David Kamau

Personal information
- Nickname: The KO
- Nationality: Kenyan
- Born: David Nganga Kamau August 4, 1965 (age 61)
- Height: 5 ft 11 in (180 cm)
- Weight: Light Middleweight Welterweight Light Welterweight

Boxing career
- Reach: 69 in (175 cm)
- Stance: Orthodox

Boxing record
- Total fights: 34
- Wins: 30
- Win by KO: 22
- Losses: 4

= David Kamau =

Kenyan boxer (born 1965)

David Nganga Kamau (born August 4, 1965, in Nakuru, Kenya) is a former Kenyan professional boxer in the Light Middleweight division who lost only four times in 34 fights. Two of his professional losses were in world championship fights.

==Amateur career==
Kamau represented Kenya at the 1988 Summer Olympics in the light-welterweight category, losing his third fight to Sodnomdarjaagiin Altansükh of Mongolia. Previously in the competition, Kamau defeated Abidnasir Shahab of Jordan and Martin Ndongo-Ebanga of Cameroon.

==Pro career==
He was once trained by Alberto Davila, the former bantamweight champion of the world.

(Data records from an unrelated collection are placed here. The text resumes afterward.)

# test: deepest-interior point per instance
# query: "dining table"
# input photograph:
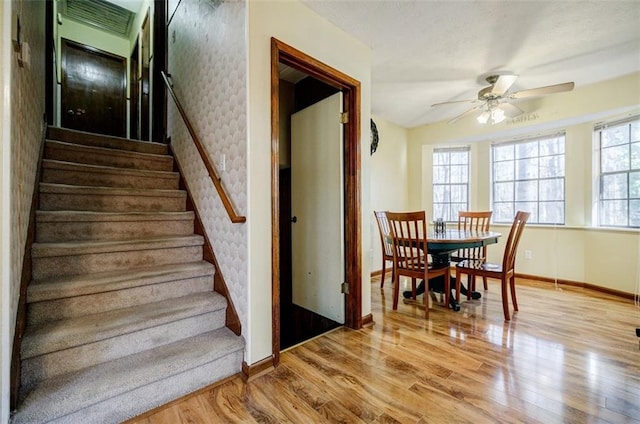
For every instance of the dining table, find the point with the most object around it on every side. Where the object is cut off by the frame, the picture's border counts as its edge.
(441, 244)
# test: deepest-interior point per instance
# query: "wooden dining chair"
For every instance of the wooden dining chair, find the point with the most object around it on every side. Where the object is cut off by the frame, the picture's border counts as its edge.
(385, 242)
(473, 221)
(505, 271)
(410, 255)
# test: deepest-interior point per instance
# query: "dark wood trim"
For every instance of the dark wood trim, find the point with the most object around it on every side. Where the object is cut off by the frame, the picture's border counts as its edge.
(285, 54)
(25, 279)
(219, 283)
(250, 372)
(159, 96)
(217, 181)
(594, 287)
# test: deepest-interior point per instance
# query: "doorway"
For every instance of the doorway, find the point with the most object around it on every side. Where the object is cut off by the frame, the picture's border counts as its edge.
(350, 88)
(93, 91)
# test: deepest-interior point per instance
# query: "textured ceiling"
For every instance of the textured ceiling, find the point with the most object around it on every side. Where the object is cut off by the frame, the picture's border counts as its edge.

===WBC Light Welterweight Championship===
The undefeated African lost his first shot at the title to three-division World Champion, Mexican Julio César Chávez.

===WBC Welterweight Championship===

In his second effort at a World Championship he would not fare better, getting knocked out by four division World Champion, Mexican-American Oscar De La Hoya. In February 1999, he lost to American Danny Perez Ramírez.

====WBO NABO Welterweight Championship====
On June 16, 2000, Kamau lost to three-time world champion, American Antonio Margarito in Fantasy Springs Casino, Indio, California.